Travel Risks for Hearing Health
Take the time to think about the specifics of your travel plans: what activities will you be participating in? What modes of transportation will you be taking? What kind of environments will you be in? Identifying your hearing needs for the range of activities you will be engaging in allows you to plan and meet those needs. It is important to think through the potential risks to your hearing and how to mitigate them. This includes:
- Airplane Noise: noise levels related to airplane travel can be high and if the duration of your flight is lengthier, this noise can be a risk to your hearing. It can trigger tinnitus (a buzzing or ringing like noise in one or both ears) which is also amplified by changing levels of elevation and pressure. It is important to practice safety measures that protect your hearing from this noise.
- Exposure to Loud Noise: in addition to airplane noise, you may be moving through active and loud spaces throughout your travel – tourist attractions, concerts, transportation hubs etc.
- Climate: if you are traveling to a tropical, humid, or windy climate; this can contribute to more moisture (and other debris) in and around the ears which can affect your hearing aids.
- Swimmers Ear: if swimming is part of your travel plans it is also important to be aware of swimmer’s ear which is a type of ear infection that happens when excess water remains in the ears after swimming.
Planning around mitigating these risks can help you effectively prepare the items you need and pack efficiently.
To best prepare, you can practice the following tips:
- Create Checklist: while planning and packing, it can be difficult to remember everything you need so making a checklist is a great way to ensure that you don’t forget necessary items! Your list should include your hearing aids cleaning kit, extra batteries or rechargeable power source, and any accessories that you use. Additionally, it is really useful to have a separate travel bag just for your hearing aids (and accessories) which you can easily access when needed.
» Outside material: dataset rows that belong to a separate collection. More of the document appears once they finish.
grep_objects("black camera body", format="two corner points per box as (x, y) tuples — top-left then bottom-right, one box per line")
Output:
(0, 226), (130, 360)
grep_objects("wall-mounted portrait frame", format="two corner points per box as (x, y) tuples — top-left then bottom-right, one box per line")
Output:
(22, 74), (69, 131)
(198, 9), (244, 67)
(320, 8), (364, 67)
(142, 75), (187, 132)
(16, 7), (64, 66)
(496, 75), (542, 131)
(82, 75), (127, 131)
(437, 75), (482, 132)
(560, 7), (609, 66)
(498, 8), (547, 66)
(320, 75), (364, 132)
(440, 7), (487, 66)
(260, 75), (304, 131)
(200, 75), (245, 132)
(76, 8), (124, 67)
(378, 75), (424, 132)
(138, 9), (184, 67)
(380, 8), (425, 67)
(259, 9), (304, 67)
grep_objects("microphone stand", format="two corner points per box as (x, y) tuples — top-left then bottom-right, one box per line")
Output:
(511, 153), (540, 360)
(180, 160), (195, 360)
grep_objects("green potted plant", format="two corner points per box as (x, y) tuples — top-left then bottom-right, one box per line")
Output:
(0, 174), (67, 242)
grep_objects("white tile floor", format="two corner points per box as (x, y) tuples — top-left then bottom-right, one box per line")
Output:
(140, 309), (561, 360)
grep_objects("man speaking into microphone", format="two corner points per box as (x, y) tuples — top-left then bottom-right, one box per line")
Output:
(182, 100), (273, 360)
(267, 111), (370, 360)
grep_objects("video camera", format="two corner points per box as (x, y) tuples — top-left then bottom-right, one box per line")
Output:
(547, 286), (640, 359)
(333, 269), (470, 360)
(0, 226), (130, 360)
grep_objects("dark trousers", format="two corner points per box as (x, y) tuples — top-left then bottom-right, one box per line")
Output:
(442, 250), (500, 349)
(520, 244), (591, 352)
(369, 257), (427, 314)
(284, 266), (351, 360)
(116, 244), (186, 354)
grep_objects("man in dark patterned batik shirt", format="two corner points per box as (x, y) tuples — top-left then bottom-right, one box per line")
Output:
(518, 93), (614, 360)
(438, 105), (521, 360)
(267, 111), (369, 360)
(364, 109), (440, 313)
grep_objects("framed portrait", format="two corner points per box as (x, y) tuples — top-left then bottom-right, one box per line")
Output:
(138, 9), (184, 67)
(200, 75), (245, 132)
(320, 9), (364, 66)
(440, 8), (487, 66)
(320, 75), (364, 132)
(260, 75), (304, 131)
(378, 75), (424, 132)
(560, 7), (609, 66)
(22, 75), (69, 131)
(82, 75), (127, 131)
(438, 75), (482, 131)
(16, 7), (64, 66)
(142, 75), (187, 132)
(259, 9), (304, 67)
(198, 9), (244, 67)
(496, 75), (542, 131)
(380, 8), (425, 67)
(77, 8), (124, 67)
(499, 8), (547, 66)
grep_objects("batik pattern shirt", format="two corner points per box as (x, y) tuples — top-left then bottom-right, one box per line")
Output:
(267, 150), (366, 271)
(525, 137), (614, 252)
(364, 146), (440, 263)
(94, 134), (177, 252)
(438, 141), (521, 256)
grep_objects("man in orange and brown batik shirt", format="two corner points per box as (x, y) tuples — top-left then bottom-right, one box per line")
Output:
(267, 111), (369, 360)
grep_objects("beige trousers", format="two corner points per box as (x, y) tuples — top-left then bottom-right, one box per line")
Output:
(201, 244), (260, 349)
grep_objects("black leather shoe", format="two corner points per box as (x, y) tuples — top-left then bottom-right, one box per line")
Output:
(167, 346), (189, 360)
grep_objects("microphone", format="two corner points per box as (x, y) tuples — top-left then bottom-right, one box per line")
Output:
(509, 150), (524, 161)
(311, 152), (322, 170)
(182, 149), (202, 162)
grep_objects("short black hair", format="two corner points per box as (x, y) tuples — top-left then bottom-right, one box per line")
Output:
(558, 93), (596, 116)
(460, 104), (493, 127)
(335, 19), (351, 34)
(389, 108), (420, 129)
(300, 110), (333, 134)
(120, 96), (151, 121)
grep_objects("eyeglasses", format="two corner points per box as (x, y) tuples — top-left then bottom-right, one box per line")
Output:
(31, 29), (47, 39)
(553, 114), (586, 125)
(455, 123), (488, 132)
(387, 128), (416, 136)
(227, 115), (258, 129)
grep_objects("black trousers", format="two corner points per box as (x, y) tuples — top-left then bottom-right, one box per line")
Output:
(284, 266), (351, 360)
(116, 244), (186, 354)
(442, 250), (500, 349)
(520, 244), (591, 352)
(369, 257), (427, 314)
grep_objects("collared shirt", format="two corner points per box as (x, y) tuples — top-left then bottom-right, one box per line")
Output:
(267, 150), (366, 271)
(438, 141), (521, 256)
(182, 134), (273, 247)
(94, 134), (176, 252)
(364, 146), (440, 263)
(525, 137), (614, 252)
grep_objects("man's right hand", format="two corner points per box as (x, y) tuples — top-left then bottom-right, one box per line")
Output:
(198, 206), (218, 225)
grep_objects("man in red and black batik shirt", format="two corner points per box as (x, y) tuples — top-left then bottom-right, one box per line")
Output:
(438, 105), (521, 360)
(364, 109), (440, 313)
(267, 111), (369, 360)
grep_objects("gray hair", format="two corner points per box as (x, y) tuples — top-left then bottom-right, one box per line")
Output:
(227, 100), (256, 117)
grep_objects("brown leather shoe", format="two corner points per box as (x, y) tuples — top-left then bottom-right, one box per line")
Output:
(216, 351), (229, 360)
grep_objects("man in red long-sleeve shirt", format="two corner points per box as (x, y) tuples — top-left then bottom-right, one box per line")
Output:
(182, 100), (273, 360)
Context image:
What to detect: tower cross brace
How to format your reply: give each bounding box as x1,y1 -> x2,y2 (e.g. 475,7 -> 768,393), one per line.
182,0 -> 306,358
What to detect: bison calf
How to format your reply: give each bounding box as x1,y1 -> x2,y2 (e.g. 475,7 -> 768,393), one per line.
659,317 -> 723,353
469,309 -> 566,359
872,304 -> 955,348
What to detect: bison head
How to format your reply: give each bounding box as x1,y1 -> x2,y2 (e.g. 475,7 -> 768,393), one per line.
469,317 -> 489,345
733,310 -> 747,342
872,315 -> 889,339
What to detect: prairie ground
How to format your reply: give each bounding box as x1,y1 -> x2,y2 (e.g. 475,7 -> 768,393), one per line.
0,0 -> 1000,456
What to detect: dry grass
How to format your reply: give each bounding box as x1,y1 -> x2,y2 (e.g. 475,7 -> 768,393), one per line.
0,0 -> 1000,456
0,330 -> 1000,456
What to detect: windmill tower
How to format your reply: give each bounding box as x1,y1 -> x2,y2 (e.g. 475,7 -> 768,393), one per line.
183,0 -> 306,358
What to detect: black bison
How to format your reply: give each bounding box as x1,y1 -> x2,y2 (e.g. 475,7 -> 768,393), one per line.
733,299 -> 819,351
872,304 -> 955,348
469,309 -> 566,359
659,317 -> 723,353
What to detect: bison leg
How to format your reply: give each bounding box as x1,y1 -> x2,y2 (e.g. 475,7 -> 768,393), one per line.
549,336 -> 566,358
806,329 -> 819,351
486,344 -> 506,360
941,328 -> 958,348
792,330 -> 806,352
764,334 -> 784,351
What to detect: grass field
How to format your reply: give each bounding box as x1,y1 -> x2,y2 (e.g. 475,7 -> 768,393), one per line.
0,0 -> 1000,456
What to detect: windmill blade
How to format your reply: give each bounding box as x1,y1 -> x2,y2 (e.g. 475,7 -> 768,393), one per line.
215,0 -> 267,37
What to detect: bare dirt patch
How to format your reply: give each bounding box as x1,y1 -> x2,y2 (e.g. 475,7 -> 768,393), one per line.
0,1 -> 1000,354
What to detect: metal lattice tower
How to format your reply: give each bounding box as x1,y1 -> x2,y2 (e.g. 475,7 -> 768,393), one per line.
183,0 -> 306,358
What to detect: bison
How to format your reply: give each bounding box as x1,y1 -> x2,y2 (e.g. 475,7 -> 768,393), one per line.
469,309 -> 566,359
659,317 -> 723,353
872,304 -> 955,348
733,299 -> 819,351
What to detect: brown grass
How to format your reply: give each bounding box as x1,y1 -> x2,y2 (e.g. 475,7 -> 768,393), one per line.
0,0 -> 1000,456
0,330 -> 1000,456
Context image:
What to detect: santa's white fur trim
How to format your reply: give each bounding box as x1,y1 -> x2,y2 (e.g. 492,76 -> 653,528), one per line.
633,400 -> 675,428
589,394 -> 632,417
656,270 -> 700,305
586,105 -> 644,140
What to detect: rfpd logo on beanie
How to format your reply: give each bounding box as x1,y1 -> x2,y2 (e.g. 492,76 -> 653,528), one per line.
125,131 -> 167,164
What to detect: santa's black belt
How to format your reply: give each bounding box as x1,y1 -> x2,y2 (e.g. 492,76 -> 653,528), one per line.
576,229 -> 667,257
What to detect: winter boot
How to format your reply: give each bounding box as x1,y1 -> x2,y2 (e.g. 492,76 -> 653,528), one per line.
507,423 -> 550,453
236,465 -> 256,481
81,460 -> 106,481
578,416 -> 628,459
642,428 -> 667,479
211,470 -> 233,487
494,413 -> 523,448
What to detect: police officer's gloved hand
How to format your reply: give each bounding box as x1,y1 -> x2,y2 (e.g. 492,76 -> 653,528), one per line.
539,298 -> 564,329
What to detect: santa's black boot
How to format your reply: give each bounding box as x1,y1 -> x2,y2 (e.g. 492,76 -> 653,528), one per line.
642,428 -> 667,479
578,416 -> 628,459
- Charge Hearing Aids: before heading to the airport and departing for your travels, be sure to charge your hearing aids overnight. The last thing you want to deal with is your hearing aid needing to be recharged while you are out! In addition to bringing extra batteries, be sure to also bring any converters needed if traveling internationally.
- Sign-up for Text Alerts: this is a great way to receive the latest information and updates regarding your flight. Airports are typically noisy so trying to hear announcements or talking to personnel can be challenging. Text alerts will let you know of any changes or delays to your flight.
- Always Wear Hearing Aids: it is important to wear your hearing aids throughout the airport and the entire duration of your flight. It’s useful to know that hearing aids are not restricted the same way other electronic devices are. This means that you are free to wear them and are not required to remove them while going through security.
- Protective Wear: wearing protective gear for your ears is a useful way to reduce the impact of loud noise. This is particularly helpful while traveling and moving through spaces with background noise. Gear like earbuds, headphones, earplugs, earmuffs, etc. decreases the amount (and impact) of sound you absorb. Lastly, if you plan on swimming, it is important to remove your hearing aids and use earplugs. After, fully drain your ears before inserting your hearing aids back in.